The rumors surrounding Apple’s health monitoring technology have become so comprehensive that it is hard to deny that the tech giant is up to something in healthcare. Last week, Wired proclaimed that Apple’s entry into the health monitoring space was the “start of something huge.”
The most persuasive evidence that the firm is readying health-related functionality can be found in the company’s meeting with FDA staff in December to discuss a medical device project. And recently, 9to5Mac has received a slew of images it says are screen shots of Healthbook, a health-monitoring app that may be bundled in iOS8.

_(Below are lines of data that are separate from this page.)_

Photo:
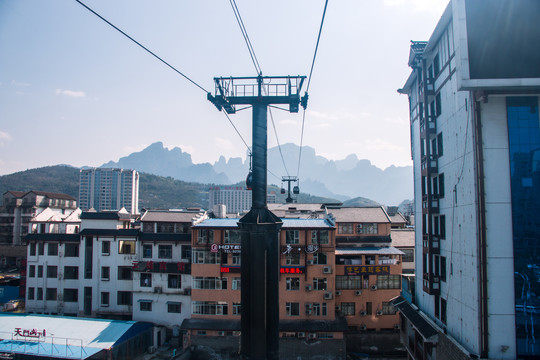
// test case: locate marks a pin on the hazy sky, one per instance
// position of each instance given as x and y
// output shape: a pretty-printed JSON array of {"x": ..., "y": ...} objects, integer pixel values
[{"x": 75, "y": 91}]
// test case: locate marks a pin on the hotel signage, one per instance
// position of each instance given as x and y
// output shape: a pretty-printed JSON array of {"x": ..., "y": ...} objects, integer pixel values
[{"x": 367, "y": 270}]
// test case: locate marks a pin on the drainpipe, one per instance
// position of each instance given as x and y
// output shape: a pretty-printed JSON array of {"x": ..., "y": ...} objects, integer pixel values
[{"x": 481, "y": 218}]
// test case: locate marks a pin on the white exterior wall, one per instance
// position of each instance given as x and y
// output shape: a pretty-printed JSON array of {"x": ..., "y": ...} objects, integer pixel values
[{"x": 500, "y": 248}]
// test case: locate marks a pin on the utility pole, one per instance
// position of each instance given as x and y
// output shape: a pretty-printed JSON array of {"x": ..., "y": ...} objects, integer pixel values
[{"x": 260, "y": 227}]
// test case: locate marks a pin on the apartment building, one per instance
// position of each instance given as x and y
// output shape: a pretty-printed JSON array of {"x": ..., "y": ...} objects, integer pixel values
[
  {"x": 368, "y": 268},
  {"x": 473, "y": 94},
  {"x": 105, "y": 189}
]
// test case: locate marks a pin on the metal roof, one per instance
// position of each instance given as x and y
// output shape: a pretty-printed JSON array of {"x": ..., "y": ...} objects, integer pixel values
[
  {"x": 64, "y": 337},
  {"x": 369, "y": 251},
  {"x": 287, "y": 223}
]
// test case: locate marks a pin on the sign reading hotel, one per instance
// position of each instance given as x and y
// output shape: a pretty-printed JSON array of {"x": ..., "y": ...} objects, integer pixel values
[
  {"x": 235, "y": 249},
  {"x": 367, "y": 270}
]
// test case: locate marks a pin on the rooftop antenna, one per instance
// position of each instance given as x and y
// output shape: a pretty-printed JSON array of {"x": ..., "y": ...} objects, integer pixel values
[{"x": 259, "y": 228}]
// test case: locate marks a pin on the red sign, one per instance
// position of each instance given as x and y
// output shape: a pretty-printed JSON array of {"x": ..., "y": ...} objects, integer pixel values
[
  {"x": 292, "y": 270},
  {"x": 367, "y": 270},
  {"x": 29, "y": 332}
]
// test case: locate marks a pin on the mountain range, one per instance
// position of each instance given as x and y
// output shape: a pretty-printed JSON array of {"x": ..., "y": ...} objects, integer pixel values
[{"x": 337, "y": 179}]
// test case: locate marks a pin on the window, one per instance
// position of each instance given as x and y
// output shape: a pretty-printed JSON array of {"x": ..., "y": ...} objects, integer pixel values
[
  {"x": 165, "y": 227},
  {"x": 71, "y": 272},
  {"x": 124, "y": 298},
  {"x": 105, "y": 298},
  {"x": 320, "y": 258},
  {"x": 106, "y": 248},
  {"x": 50, "y": 294},
  {"x": 146, "y": 280},
  {"x": 71, "y": 250},
  {"x": 237, "y": 309},
  {"x": 126, "y": 247},
  {"x": 388, "y": 308},
  {"x": 367, "y": 228},
  {"x": 293, "y": 258},
  {"x": 52, "y": 249},
  {"x": 186, "y": 252},
  {"x": 237, "y": 283},
  {"x": 443, "y": 268},
  {"x": 292, "y": 236},
  {"x": 71, "y": 295},
  {"x": 145, "y": 306},
  {"x": 319, "y": 309},
  {"x": 209, "y": 283},
  {"x": 147, "y": 251},
  {"x": 52, "y": 272},
  {"x": 205, "y": 236},
  {"x": 319, "y": 237},
  {"x": 443, "y": 311},
  {"x": 347, "y": 309},
  {"x": 389, "y": 281},
  {"x": 319, "y": 283},
  {"x": 232, "y": 237},
  {"x": 344, "y": 282},
  {"x": 174, "y": 281},
  {"x": 125, "y": 273},
  {"x": 441, "y": 185},
  {"x": 345, "y": 228},
  {"x": 204, "y": 256},
  {"x": 174, "y": 307},
  {"x": 165, "y": 251},
  {"x": 105, "y": 273},
  {"x": 210, "y": 308},
  {"x": 292, "y": 309},
  {"x": 408, "y": 255},
  {"x": 293, "y": 284}
]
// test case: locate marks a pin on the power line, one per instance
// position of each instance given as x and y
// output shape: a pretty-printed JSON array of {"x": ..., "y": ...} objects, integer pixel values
[
  {"x": 307, "y": 87},
  {"x": 246, "y": 37},
  {"x": 142, "y": 46}
]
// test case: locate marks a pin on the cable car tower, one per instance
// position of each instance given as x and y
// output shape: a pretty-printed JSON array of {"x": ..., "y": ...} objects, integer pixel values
[
  {"x": 296, "y": 189},
  {"x": 259, "y": 228}
]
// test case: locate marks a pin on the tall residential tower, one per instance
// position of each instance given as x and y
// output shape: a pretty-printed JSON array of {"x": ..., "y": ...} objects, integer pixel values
[{"x": 109, "y": 189}]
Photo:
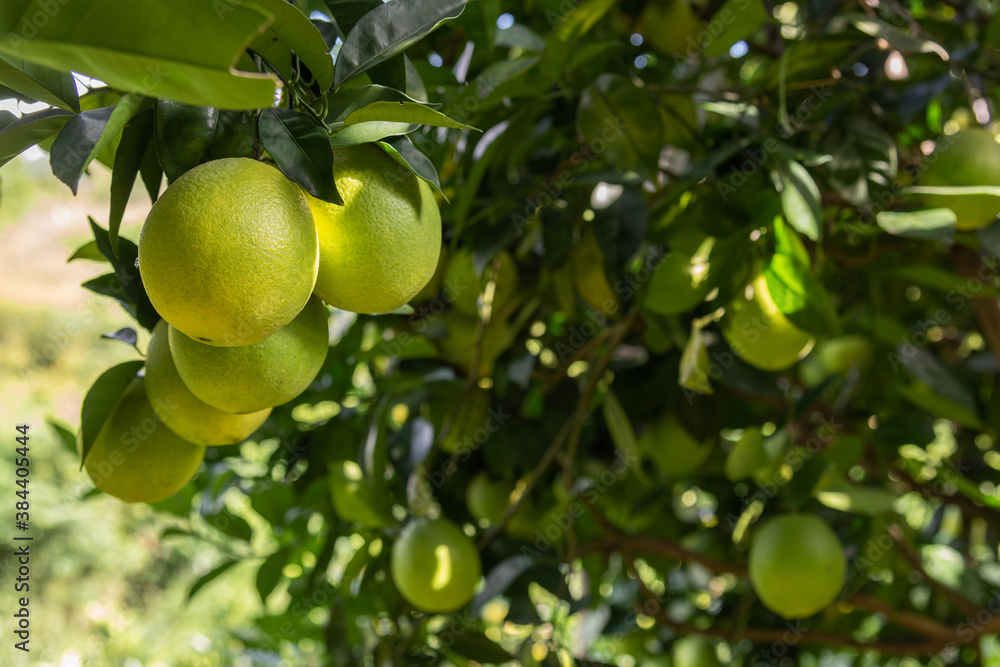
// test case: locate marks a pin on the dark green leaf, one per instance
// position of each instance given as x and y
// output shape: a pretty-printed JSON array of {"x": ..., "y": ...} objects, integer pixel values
[
  {"x": 499, "y": 580},
  {"x": 230, "y": 524},
  {"x": 135, "y": 139},
  {"x": 39, "y": 82},
  {"x": 937, "y": 224},
  {"x": 269, "y": 573},
  {"x": 345, "y": 102},
  {"x": 206, "y": 579},
  {"x": 347, "y": 13},
  {"x": 364, "y": 133},
  {"x": 187, "y": 136},
  {"x": 620, "y": 122},
  {"x": 66, "y": 437},
  {"x": 89, "y": 251},
  {"x": 87, "y": 134},
  {"x": 402, "y": 150},
  {"x": 620, "y": 227},
  {"x": 474, "y": 645},
  {"x": 800, "y": 199},
  {"x": 741, "y": 18},
  {"x": 124, "y": 284},
  {"x": 181, "y": 50},
  {"x": 100, "y": 400},
  {"x": 151, "y": 171},
  {"x": 403, "y": 112},
  {"x": 389, "y": 29},
  {"x": 800, "y": 295},
  {"x": 20, "y": 135},
  {"x": 302, "y": 149}
]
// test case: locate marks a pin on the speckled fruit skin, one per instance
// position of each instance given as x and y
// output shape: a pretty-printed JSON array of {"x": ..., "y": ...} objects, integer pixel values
[
  {"x": 796, "y": 564},
  {"x": 434, "y": 565},
  {"x": 184, "y": 413},
  {"x": 254, "y": 377},
  {"x": 381, "y": 247},
  {"x": 135, "y": 457},
  {"x": 229, "y": 252}
]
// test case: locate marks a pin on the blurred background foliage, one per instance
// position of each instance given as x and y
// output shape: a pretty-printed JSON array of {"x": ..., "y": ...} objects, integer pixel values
[{"x": 780, "y": 133}]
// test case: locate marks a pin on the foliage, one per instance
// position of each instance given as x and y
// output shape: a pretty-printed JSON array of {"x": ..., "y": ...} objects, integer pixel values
[{"x": 639, "y": 191}]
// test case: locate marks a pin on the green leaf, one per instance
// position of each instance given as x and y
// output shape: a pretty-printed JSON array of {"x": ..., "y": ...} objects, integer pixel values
[
  {"x": 520, "y": 36},
  {"x": 839, "y": 494},
  {"x": 353, "y": 498},
  {"x": 897, "y": 38},
  {"x": 935, "y": 224},
  {"x": 623, "y": 119},
  {"x": 206, "y": 579},
  {"x": 87, "y": 134},
  {"x": 151, "y": 171},
  {"x": 39, "y": 82},
  {"x": 230, "y": 524},
  {"x": 403, "y": 112},
  {"x": 187, "y": 136},
  {"x": 622, "y": 433},
  {"x": 499, "y": 579},
  {"x": 578, "y": 22},
  {"x": 389, "y": 29},
  {"x": 302, "y": 149},
  {"x": 474, "y": 645},
  {"x": 402, "y": 150},
  {"x": 363, "y": 133},
  {"x": 125, "y": 284},
  {"x": 800, "y": 296},
  {"x": 741, "y": 18},
  {"x": 693, "y": 372},
  {"x": 269, "y": 573},
  {"x": 347, "y": 13},
  {"x": 100, "y": 400},
  {"x": 345, "y": 102},
  {"x": 292, "y": 31},
  {"x": 135, "y": 139},
  {"x": 66, "y": 437},
  {"x": 181, "y": 50},
  {"x": 30, "y": 129},
  {"x": 800, "y": 199},
  {"x": 940, "y": 279},
  {"x": 273, "y": 502},
  {"x": 677, "y": 285}
]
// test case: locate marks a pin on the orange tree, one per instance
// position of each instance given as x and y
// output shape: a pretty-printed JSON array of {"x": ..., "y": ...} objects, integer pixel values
[{"x": 701, "y": 284}]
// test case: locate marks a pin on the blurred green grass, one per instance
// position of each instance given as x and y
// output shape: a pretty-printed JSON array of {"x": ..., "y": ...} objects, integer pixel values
[{"x": 106, "y": 589}]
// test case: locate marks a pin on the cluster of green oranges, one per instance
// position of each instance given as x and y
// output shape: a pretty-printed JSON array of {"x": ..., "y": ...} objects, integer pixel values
[{"x": 238, "y": 260}]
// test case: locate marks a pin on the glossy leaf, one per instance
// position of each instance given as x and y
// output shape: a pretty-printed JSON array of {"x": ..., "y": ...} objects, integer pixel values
[
  {"x": 403, "y": 112},
  {"x": 800, "y": 199},
  {"x": 389, "y": 29},
  {"x": 302, "y": 149},
  {"x": 101, "y": 398},
  {"x": 620, "y": 123},
  {"x": 39, "y": 82},
  {"x": 402, "y": 150},
  {"x": 211, "y": 576},
  {"x": 136, "y": 137},
  {"x": 291, "y": 31},
  {"x": 181, "y": 50},
  {"x": 30, "y": 129}
]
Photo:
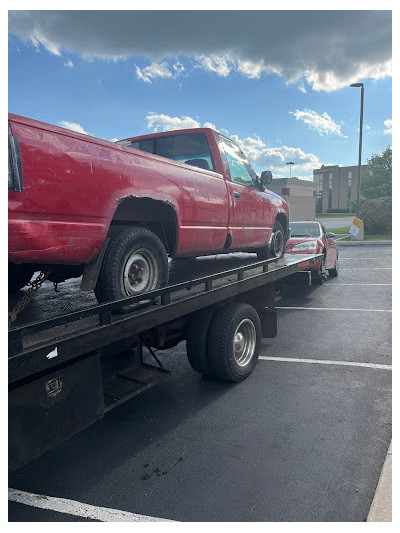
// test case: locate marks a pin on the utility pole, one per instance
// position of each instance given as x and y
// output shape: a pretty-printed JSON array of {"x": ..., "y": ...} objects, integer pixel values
[
  {"x": 359, "y": 144},
  {"x": 290, "y": 167}
]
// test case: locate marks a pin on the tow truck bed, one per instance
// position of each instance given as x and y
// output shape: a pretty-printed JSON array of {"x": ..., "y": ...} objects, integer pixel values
[{"x": 67, "y": 371}]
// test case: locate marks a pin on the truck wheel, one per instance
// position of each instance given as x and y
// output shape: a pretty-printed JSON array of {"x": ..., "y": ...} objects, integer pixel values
[
  {"x": 276, "y": 245},
  {"x": 234, "y": 342},
  {"x": 333, "y": 272},
  {"x": 319, "y": 277},
  {"x": 135, "y": 261},
  {"x": 18, "y": 277},
  {"x": 196, "y": 343}
]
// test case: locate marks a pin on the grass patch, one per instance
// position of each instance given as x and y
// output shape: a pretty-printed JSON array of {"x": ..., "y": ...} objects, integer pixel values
[
  {"x": 371, "y": 238},
  {"x": 344, "y": 229}
]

|9to5 Mac has published what it refers to as screen shots from Apple's forthcoming Healthbook app.|
The screen shots reveal that the software can be used to potentially monitor variables including blood pressure, bloodwork, blood glucose, heart rate hydration, oxygen saturation, activity levels, and food intake. While a number of apps are available to measure health metrics like this, there is currently no single interface that neatly ties them all together to provide a user with a dashboard of their health.
The software’s ability to monitor blood glucose could be a boon to diabetics, helping make it easier for diabetics to monitor their blood sugar on their iDevice.
While the prospect of Apple creating a health dashboard seems almost certain, it is uncertain where the company will source the data: the iPhone, the iWatch, third-party apps, third-party devices, or a combination of the above. In addition, it is also unclear how popular such functionality will be for the general population of Apple customers. While wearables and health-tracking devices have become trendy, they still remain a niche item, and the ability of fitness trackers like the Fitbit to help users stay more active over the long run is uncertain.
|Find out more about the medical device industry—including its technology, supplier networks, and much more—at BIOMEDevice Boston, March 26–27, 2014.|
Still, Apple made clear its own intention of entering the activity monitoring space last year with the debut of the iPhone 5s, which includes A7 and M7 processors that facilitate activity monitoring.
The company has also hired fitness expert Jay Blahnik and a number of medical device engineers including Nancy Dougherty of blood-monitoring firm Sano Intelligence and Ravi Narasimhan from medtech startup Vital Connect.